Given their history, you have to consider the possibility.
During the April 27, 2023 Metro Council meeting where Mr. Arthur recalled those events on camera, he said he went to Chief Shields. He went to Interim Chief Yvette Gentry. They did nothing. They could have obtained the body cam footage and addressed the concern about the appropriateness of a the act that Shields reportedly admitted was “stupid.” They could have alleviated his fears and concerns. They didn’t. Instead they escalated them. LMPD FAILED HIM!
Facing a replay of the exact same scenario where he was about to vote “no” on another LMPD facility, he recalled those events from memory the way they felt to him a year and a half after they happened. The hit piece, which was published on WDRB a couple of weeks later as an “investigative report,” feels like more of the same retaliation and threats. Someone in power and with behind-the-scenes protection had the privilege to review the body cam footage (never mind how difficult it’s been for family members of Omari Cryer to get theirs) in order to find 10 seconds where his recollection was not EXACTLY like it appeared on camera. Let’s skip past all of the inappropriate comments and coded language that was used before, during and after, and only focus on the explicit content of the conversation.
How do we even know they didn’t alter the audio? Who is looking over their shoulders?
None of their overreactive spin regarding a split second in his entire 3-minute explanation of his most recent “no” vote negates the rest of what he said that is absolutely true. In fact, his speech is so powerful and impassioned, it’s no wonder they went out of their way to discredit him.
Watch the whole thing here.
What we know is that LMPD is so broken that the DOJ has been in town the past two weeks gathering community feedback in order to help our city negotiate a consent decree with them. Here is an opinion piece, written by a movement sister, entitled, The DOJ investigation validated what we’ve said for years. When will our voices be heard?
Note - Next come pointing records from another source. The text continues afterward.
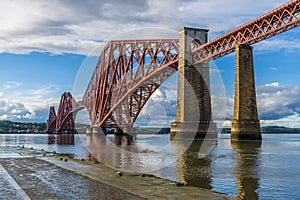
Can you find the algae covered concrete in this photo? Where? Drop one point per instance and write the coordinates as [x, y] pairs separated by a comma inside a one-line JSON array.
[[40, 175]]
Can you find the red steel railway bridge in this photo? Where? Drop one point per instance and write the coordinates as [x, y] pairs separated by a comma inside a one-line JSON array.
[[129, 71]]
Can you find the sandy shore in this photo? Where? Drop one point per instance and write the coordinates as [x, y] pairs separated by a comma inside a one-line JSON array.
[[34, 174]]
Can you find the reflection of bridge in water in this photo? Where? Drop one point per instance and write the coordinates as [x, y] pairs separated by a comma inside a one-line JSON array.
[[129, 71]]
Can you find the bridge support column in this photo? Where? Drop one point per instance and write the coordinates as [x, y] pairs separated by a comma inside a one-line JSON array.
[[98, 130], [193, 111], [88, 131], [245, 124]]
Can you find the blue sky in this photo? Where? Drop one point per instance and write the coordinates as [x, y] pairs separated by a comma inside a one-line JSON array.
[[43, 45]]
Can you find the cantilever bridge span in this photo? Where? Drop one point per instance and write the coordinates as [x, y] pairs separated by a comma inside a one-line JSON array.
[[129, 71]]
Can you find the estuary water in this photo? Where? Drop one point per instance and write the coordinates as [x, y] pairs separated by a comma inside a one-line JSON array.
[[250, 170]]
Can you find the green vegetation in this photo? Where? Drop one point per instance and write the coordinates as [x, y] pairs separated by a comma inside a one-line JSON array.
[[7, 126]]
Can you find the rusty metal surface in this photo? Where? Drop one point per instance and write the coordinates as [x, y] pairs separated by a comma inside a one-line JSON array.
[[126, 75], [51, 122], [129, 71], [65, 114], [279, 20]]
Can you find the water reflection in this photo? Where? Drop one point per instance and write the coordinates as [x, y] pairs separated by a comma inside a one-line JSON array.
[[193, 167], [247, 167], [61, 139]]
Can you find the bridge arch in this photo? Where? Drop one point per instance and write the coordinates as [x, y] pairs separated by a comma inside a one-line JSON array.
[[126, 75]]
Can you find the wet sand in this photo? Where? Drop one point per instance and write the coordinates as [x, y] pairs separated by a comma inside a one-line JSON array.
[[33, 174]]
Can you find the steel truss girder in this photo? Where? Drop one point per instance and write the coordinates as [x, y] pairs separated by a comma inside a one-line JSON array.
[[279, 20], [51, 122], [126, 75], [65, 114]]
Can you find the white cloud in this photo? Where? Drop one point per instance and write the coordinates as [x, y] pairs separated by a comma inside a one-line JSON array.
[[275, 45], [73, 26], [11, 84], [275, 84]]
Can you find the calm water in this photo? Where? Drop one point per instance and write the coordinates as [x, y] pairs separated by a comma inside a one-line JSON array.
[[253, 170]]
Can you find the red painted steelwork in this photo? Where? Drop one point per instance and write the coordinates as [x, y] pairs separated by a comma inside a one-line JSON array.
[[65, 113], [126, 75], [129, 71], [279, 20], [51, 122]]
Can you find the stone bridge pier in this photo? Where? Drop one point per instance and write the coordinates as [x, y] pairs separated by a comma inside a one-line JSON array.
[[245, 123], [193, 111]]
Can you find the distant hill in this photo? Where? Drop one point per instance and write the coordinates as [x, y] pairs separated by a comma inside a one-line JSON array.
[[7, 126]]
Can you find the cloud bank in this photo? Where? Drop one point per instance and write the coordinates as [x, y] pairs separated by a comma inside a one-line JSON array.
[[74, 26]]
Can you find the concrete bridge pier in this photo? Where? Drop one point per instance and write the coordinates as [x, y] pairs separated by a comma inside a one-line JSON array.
[[88, 131], [193, 111], [245, 124]]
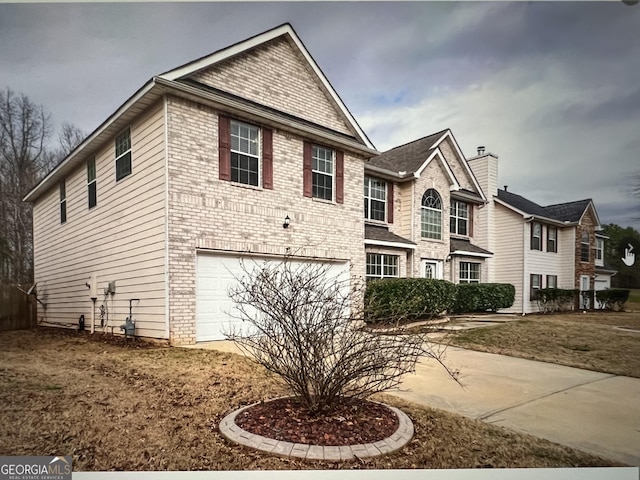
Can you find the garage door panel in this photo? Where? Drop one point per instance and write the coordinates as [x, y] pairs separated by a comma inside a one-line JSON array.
[[215, 276]]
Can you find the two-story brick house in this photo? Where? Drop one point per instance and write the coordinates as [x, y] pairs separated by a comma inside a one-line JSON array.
[[243, 155], [249, 154], [421, 200]]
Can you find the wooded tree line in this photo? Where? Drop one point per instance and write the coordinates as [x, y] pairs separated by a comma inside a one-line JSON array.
[[26, 155]]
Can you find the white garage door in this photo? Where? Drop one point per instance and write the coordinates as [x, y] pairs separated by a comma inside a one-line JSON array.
[[215, 274]]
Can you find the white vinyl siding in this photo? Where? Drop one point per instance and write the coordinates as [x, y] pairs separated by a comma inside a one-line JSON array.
[[122, 242], [509, 252]]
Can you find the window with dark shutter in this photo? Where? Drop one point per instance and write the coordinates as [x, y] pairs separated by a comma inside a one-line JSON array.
[[224, 148], [267, 158]]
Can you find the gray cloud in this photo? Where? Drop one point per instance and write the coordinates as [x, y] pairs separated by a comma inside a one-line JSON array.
[[552, 87]]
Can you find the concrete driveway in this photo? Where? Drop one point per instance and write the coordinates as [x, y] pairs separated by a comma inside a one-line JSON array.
[[595, 412]]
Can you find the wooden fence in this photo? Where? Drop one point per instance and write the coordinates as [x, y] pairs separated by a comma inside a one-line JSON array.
[[17, 310]]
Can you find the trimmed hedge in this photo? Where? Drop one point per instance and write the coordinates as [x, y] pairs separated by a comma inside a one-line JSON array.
[[483, 297], [555, 299], [612, 298], [397, 299]]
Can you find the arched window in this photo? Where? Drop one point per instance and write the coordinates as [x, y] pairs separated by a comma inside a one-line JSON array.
[[431, 211]]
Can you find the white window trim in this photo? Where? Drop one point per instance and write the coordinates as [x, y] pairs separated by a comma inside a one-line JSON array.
[[238, 152], [599, 251], [368, 199], [468, 279], [453, 217], [383, 256], [439, 270], [424, 208], [332, 174]]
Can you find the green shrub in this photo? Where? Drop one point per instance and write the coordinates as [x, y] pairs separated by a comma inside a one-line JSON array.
[[391, 300], [612, 298], [556, 299], [482, 297]]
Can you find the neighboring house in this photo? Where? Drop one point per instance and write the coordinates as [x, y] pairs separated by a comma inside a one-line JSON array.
[[420, 202], [540, 246], [243, 155]]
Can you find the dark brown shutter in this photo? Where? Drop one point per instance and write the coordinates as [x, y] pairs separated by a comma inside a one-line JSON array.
[[390, 202], [306, 173], [339, 177], [267, 158], [224, 148]]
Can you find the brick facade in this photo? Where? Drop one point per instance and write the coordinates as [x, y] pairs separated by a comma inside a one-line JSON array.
[[206, 213]]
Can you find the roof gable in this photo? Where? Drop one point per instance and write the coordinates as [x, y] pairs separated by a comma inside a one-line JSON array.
[[413, 157], [297, 86], [568, 212]]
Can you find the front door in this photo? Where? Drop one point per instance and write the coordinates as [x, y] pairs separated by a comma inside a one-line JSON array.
[[584, 289], [432, 269]]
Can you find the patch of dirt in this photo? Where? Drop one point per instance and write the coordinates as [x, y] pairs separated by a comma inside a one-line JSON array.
[[350, 423], [112, 407]]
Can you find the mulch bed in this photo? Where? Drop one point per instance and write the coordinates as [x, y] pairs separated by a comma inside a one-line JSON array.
[[350, 423]]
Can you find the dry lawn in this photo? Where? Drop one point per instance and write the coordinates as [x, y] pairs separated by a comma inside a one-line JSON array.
[[127, 408], [593, 340]]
How can they, when victims of police overreach, terrorizing and harassment are never given the same platform?
At the end of the day, white people do not get to decide how a Black person feels. If Mr. Arthur felt threatened by our police, and they were “stupid” enough to detain him on the night of a “no” vote, that is unacceptable and MUST be dealt with.
I have made a follow up request for my open records to ask for the same thing I asked for the first time. I’ll keep you posted.